Türkiye’de milyonlarca genç ve çocuk, eğitim sisteminin dışında
Eğitim sistemi dışında kalan ve kağıt toplayıcılığı yapan 18 yaşındaki  M.K., ‘Okula dönmem, borcumuz var, Öyle hayal ettiğim bir şey yok. İş olarak önüme ne çıkarsa onu yapacağım’ dedi.
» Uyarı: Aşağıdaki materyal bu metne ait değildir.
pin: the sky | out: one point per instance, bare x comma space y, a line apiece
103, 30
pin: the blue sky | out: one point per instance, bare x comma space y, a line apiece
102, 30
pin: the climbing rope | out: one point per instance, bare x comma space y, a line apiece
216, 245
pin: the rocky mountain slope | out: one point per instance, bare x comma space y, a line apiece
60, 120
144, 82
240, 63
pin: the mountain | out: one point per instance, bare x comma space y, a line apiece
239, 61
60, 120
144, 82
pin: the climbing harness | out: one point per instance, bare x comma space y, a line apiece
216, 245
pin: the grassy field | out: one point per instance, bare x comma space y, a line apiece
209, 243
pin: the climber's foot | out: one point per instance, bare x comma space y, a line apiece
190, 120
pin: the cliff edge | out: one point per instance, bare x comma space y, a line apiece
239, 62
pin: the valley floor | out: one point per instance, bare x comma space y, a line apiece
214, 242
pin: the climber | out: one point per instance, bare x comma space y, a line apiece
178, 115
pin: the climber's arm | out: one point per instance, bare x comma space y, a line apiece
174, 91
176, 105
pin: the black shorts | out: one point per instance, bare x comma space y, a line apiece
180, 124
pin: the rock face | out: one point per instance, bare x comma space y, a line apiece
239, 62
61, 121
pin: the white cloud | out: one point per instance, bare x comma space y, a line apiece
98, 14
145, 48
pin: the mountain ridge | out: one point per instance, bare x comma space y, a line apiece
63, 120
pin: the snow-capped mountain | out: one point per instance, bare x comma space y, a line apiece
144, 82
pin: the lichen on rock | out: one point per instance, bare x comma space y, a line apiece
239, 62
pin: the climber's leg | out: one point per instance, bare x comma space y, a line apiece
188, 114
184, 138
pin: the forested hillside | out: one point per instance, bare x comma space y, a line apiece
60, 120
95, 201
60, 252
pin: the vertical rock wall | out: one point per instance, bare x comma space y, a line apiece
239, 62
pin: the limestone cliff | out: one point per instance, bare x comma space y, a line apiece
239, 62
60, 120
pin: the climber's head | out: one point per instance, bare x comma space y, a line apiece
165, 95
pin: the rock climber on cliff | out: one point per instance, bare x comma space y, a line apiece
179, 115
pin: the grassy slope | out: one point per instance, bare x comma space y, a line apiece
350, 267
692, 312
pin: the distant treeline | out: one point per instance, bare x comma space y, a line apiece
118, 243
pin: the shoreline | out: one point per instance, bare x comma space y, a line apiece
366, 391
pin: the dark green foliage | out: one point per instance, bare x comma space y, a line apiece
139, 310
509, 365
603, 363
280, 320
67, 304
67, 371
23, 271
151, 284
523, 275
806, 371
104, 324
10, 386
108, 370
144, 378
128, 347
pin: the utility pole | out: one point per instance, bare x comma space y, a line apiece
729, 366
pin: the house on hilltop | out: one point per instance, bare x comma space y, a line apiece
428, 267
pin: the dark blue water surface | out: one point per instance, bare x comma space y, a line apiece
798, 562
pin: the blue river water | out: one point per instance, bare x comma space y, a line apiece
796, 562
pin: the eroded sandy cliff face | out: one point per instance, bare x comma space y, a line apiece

Eğitim Reformu Girişimi (ERG) araştırmacısı Umay Aktaş Salman’ın yaptığı "Ne Eğitimde Ne İstihdamda Olan Gençler Anlatıyor" başlıklı çalışmada, eğitimde ve istihdamda olmayan farklı şehirlerden, sosyoekonomik statülerden, yaşlardan, farklı ihtiyaçlara sahip yedi gencin öyküleri yer alıyor. Okula devam edemeyen M.K., "Okula dönmem, borcumuz var. Bundan sonra böyle, önüme ne iş gelirse yapacağım. Öyle hayal ettiğim bir şey yok. İş olarak önüme ne çıkarsa onu yapacağım" dedi.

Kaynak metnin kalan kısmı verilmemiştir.